Nous avons pu observer les effets dévastateurs d’El Niño, tout particulièrement en Afrique australe, où, l’année prochaine, jusqu’à 40 millions de personnes risquent de ne pas avoir de quoi se nourrir. La Banque mondiale propose son assistance dans ce domaine. Par exemple, elle aide le Malawi à améliorer la sécurité alimentaire des populations touchées par la sécheresse et elle explore des solutions pour gérer les menaces climatiques à l’échelle régionale.

Un tiers des aliments produits dans le monde finit à la poubelle et dans les décharges. Comment cet élément entre-t-il dans l’équation ?

Le gaspillage alimentaire n’est pas seulement un problème moral et éthique, c’est aussi un problème environnemental. S’il était un pays, il serait le troisième plus gros émetteur de GES provenant de la décomposition des denrées. Plusieurs mouvements appellent donc les consommateurs à changer de comportement, par exemple en achetant des fruits et des légumes « moches ». En outre, on observe des améliorations au niveau des filières de production, et surtout aux étapes qui suivent la récolte, qui visent à réduire les pertes et à allonger la durée de vie des aliments grâce, notamment, à de meilleures conditions de stockage. Au Bangladesh, la Banque mondiale a par exemple financé des silos en acier (a) dans lesquels on peut entreposer des céréales pendant trois ans.

L’agriculture climato-intelligente et la réduction du gaspillage alimentaire peuvent-elles permettre de vaincre la faim ?

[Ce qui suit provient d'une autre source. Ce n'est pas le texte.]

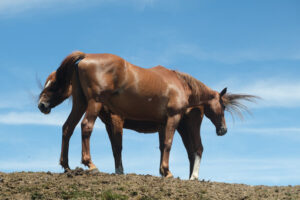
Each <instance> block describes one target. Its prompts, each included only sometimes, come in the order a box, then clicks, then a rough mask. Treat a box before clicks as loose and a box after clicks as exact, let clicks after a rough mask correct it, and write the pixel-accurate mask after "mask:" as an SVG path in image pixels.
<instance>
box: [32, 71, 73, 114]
mask: <svg viewBox="0 0 300 200" xmlns="http://www.w3.org/2000/svg"><path fill="white" fill-rule="evenodd" d="M71 92H72V85H71V84H70V85H68V86H62V85H61V83H60V81H58V80H57V79H56V71H54V72H52V73H51V74H50V75H49V76H48V78H47V80H46V82H45V85H44V88H43V90H42V92H41V94H40V97H39V103H38V108H39V109H40V111H41V112H42V113H44V114H48V113H50V111H51V109H52V108H54V107H55V106H57V105H58V104H60V103H62V102H63V101H64V100H65V99H66V98H68V97H69V96H70V95H71Z"/></svg>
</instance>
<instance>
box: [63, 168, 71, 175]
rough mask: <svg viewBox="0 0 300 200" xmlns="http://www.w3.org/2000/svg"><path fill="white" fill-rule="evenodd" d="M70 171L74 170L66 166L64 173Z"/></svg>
mask: <svg viewBox="0 0 300 200" xmlns="http://www.w3.org/2000/svg"><path fill="white" fill-rule="evenodd" d="M69 172H72V170H71V169H70V168H66V169H65V170H64V173H65V174H66V173H69Z"/></svg>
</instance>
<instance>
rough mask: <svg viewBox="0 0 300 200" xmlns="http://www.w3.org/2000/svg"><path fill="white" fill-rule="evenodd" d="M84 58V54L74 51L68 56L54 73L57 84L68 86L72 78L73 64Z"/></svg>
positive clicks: (65, 58)
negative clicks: (66, 85)
mask: <svg viewBox="0 0 300 200" xmlns="http://www.w3.org/2000/svg"><path fill="white" fill-rule="evenodd" d="M84 58H85V53H83V52H80V51H75V52H73V53H71V54H70V55H68V56H67V57H66V58H65V59H64V60H63V61H62V63H61V65H60V66H59V68H58V69H57V71H56V81H57V82H58V84H59V85H60V84H64V83H66V84H68V83H69V82H70V80H71V78H72V74H73V72H74V68H75V63H76V62H77V61H79V60H81V59H84Z"/></svg>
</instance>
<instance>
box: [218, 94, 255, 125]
mask: <svg viewBox="0 0 300 200" xmlns="http://www.w3.org/2000/svg"><path fill="white" fill-rule="evenodd" d="M257 99H259V97H258V96H255V95H249V94H231V93H227V94H225V95H224V96H223V97H222V100H223V103H224V106H225V110H226V111H228V112H229V113H230V114H231V115H232V116H234V115H235V114H236V115H238V117H239V118H240V119H243V114H242V113H243V111H246V112H248V113H250V111H249V109H248V107H247V106H246V105H245V104H243V101H248V102H254V103H255V102H256V100H257Z"/></svg>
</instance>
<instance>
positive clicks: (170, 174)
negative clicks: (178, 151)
mask: <svg viewBox="0 0 300 200" xmlns="http://www.w3.org/2000/svg"><path fill="white" fill-rule="evenodd" d="M165 178H173V174H172V173H171V172H167V175H165Z"/></svg>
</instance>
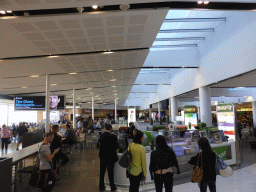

Oui, mais d’autres mesures sont également nécessaires. Surtout face à cette « faim invisible » que constitue le fléau de la malnutrition, c’est-à-dire quand l’alimentation ne satisfait pas les besoins nutritionnels. Environ 156 millions d’enfants de moins de cinq ans souffrent d’un retard de croissance parce qu’ils ne reçoivent pas suffisamment de micronutriments. Ces enfants ne peuvent pas grandir et se développer dans de bonnes conditions. Et l’obésité, qui ne cesse d’augmenter dans le monde, est un autre problème lié à la malnutrition.

L’obésité n’est-elle pas avant tout un problème de pays riche ?

Quelque 62 % des 2,1 milliards de personnes en surpoids ou obèses vivent dans des pays en développement. Le coût économique de l’obésité avoisine 2 000 milliards de dollars. Par conséquent, non seulement l’agriculture doit être climato-intelligente, mais elle doit aussi prendre en compte la question de la nutrition. 

Comment la Banque mondiale participe-t-elle à la lutte contre la faim ?

La Banque travaille avec les pays à la mise en place d’un système de production durable, qui permettra à l’ensemble de la population, dans toutes les régions du monde, d’avoir accès à une alimentation saine et nutritive. Au Niger, nous avons récemment lancé le premier projet axé sur l’agriculture climato-intelligente en Afrique. En encourageant l’utilisation de semences résistantes à la sécheresse et l’agriculture de conservation, ce projet ouvrira la voie à une nouvelle génération de programmes agricoles sur ce continent.

La Banque s’attache aussi à déployer cette approche dans le reste du monde. Pour vérifier que tous ses projets concernant le secteur agricole sont « climato-intelligents », elle évalue le risque climatique et comptabilise les émissions de GES systématiquement.

Peut-on vaincre la faim et nourrir l’ensemble de la population mondiale d’ici 2030 ?

Oui, on peut y parvenir. Si nous voulons mettre fin à la pauvreté et promouvoir une prospérité partagée, nous devons nous doter d’un système durable qui permettra à tous les habitants de cette planète d’avoir accès à une alimentation suffisamment nutritive. La croissance de l’agriculture est deux à quatre fois plus efficace que la croissance d’autres secteurs d’activité pour améliorer le revenu des plus démunis.

J’explique souvent que l’agriculture n’a pas seulement à voir avec la sécurité alimentaire et avec la nutrition, mais également avec la paix et la sécurité tout court. L’insécurité alimentaire est l’une des principales causes des conflits armés et des déplacements de populations, comme par exemple, à l’heure actuelle, au Soudan du Sud. Un système d’alimentation durable est un élément central dans l’équation du développement, mais aussi un facteur de stabilité et une source d’opportunités pour les générations futures.